La nostra Costituzione, promulgata 70 anni fa, il 1° gennaio 1948, è scritta tutta in modo affermativo. Due punti sono negativi. Il fascismo e la guerra. La XII disposizione transitoria e l’articolo 11. Non c’è contraddizione, sono due questioni intimamente connesse. L’articolo 11 dice: “L’Italia ripudia la guerra come strumento di offesa alla libertà degli altri popoli e come mezzo di risoluzione delle controversie internazionali”. Non nel segno di un pacificismo retorico: ma di una visione ben consapevole del fatto che la sicurezza, nazionale e internazionale, è un bene fondamentale da tutelare: solo, non offendendo “la libertà degli altri popoli” o “come mezzo di risoluzione delle controversie internazionali”. Lì eravamo. Lì stiamo.

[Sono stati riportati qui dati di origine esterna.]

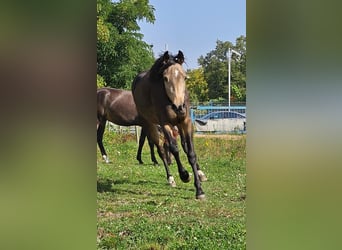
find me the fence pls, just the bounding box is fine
[190,105,246,134]
[190,105,246,120]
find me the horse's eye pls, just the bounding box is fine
[164,76,168,82]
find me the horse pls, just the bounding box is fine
[132,50,207,199]
[97,88,170,165]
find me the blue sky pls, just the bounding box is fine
[138,0,246,70]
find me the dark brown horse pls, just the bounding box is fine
[97,88,168,165]
[132,51,207,199]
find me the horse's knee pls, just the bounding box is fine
[169,143,179,155]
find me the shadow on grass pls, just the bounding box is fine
[97,177,193,200]
[97,178,115,193]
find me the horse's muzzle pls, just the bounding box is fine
[172,103,186,116]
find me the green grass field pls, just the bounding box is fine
[97,132,246,249]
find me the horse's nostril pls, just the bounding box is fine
[172,103,186,114]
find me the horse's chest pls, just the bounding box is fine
[164,106,185,125]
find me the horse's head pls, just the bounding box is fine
[161,51,187,116]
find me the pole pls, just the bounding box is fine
[228,48,231,111]
[227,48,241,112]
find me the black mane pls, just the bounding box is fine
[149,51,185,80]
[149,51,176,79]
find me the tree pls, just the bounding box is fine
[186,68,208,104]
[97,0,155,89]
[198,36,246,102]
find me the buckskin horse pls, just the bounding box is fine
[132,51,207,199]
[97,88,170,165]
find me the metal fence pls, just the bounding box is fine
[190,105,246,134]
[190,105,246,120]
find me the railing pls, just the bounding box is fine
[190,105,246,121]
[190,105,246,134]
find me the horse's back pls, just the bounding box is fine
[97,87,140,126]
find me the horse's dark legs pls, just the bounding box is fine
[136,128,146,164]
[178,120,206,199]
[147,136,159,165]
[137,128,159,165]
[146,124,175,186]
[178,126,207,182]
[97,119,109,163]
[179,128,188,154]
[162,125,190,184]
[163,142,172,165]
[156,144,176,186]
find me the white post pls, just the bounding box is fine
[227,48,241,112]
[228,48,231,111]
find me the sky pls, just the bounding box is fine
[138,0,246,70]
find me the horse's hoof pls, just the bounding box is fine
[198,170,208,182]
[168,176,176,187]
[180,171,191,183]
[196,194,206,200]
[102,155,110,164]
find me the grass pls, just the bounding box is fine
[97,132,246,249]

Questo 25 aprile cade, da un lato, in un momento di incertezza per il progetto europeo, dall’altro con alcuni scenari di conflitto che non possono che indurre preoccupazione. Le cosiddette primavere arabe, fenomeno non riconducibile a un’interpretazione semplificata, hanno preso avvio, come si ricorderà, tra la fine del 2010 e l’inizio del 2011. Con gli esiti, in gran parte non corrispondenti alle attese, che sappiamo. La Siria, nonostante il tempo trascorso, non ha ancora conseguito un punto di approdo capace di definire un nuovo equilibio. La situazione è bloccata sul regime di Bashar al-Assad da un gioco internazionale di cui sono protagonisti, in particolare, Russia e Iran. Il vertice di Ankara tra Putin e Rohani, padrone di casa Erdogan, si è tenuto in data 4 aprile. Neanche 10 giorni più tardi, il 13 aprile, il raid promosso da Trump insieme a Theresa May e a Emmanuel Macron. Un’azione sino a pochi anni fa impensabile senza una risoluzione Onu. Invece, è bastato un tweet.

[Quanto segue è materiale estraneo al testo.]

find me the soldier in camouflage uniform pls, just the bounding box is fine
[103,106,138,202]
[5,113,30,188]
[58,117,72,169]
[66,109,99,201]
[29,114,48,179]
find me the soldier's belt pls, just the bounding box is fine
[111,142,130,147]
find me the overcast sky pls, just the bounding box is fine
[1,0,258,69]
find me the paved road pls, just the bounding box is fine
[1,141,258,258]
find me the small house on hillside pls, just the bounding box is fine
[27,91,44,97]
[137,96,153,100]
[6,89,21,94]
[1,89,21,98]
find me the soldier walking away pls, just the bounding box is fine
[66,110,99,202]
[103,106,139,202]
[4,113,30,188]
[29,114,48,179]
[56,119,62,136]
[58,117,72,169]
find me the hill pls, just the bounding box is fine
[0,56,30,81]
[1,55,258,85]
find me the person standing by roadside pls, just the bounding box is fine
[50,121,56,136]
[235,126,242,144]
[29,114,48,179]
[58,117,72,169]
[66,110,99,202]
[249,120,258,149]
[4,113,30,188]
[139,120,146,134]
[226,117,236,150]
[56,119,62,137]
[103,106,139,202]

La pace non è una parola salvifica o taumaturgica. Anzi è l’obiettivo più impegnativo che ci si possa proporre. Occorrono costruttori tenaci e concreti. Dotati di una strategia e di un pensiero. Nel suo saggio sulla pace perpetua Kant spiega come sia indispensabile il diritto internazionale inteso come estensione di quello pubblico che prevede la libertà di ogni membro della società in quanto uomo insieme all’uguaglianza con ogni altro uomo. Non c’è pace senza libertà ed eguaglianza. Lotta di liberazione è un’espressione pertinente, contiene l’indicazione della meta che si propone. Se la pronunci senti che si tratta di una meta verso cui tendere. Una missione non conclusa il 25 aprile di settantatré anni fa, ma che quel giorno ha avuto inizio. Qui e altrove, laddove sia necessario testimoniare i valori della dignità della persona e della giustizia. Evitando il rischio di ogni possibile confusione tra chi seppe compiere la scelta giusta e chi ebbe responsabilità in una dittatura che si macchiò di violenze e illegalità come lo squadrismo, di delitti (a partire da Matteotti), di ingiustizie (il Tribunale Speciale, il confino), di infamie (come il Manifesto sulla razza nel 1938 – ottanta anni fa), di piccole e grandi oppressioni conseguenti alla dittatura, nonché di sciagurati errori, come la decisione di entrare in guerra a fianco del Terzo Reich hitleriano e successivamente di dar vita al regime fantoccio della Rsi.
Antifascismo vuol dire diritto contro il sopruso, civiltà contro la barbarie. Questo significa difesa della Costituzione come fondamento di una civile convivenza. Per custodire quel sentimento, vissuto, siccome si tratta di un bene a disposizione di tutti, anche di chi, allora, e, in parte, successivamente, ebbe a porsi dall’altra parte. Un tratto distintivo del nostro essere comunità nazionale. Da un lato, la documentazione precisa dei fatti. Dall’altro, la convinzione che chi ha avuto ragione, proprio perché ha avuto ragione, non deve smettere di rinnovare la responsabilità della memoria. Qualcosa che comporta non solo celebrazioni ufficiali, ma una festa di popolo. Accade di fatto così, nelle nostre comunità, nelle discussioni in piazza tra la gente, dalle grandi città ai piccoli paesi. Un palco, un oratore, il Comune insieme all’Anpi, la banda musicale che intona Bella ciao. Colonna sonora di qualcosa che non è alle nostre spalle, ma tuttora davanti a noi. Nell’aria buona di una libertà da respirare e riaffermare, sempre e di nuovo, insieme. Buon 25 aprile.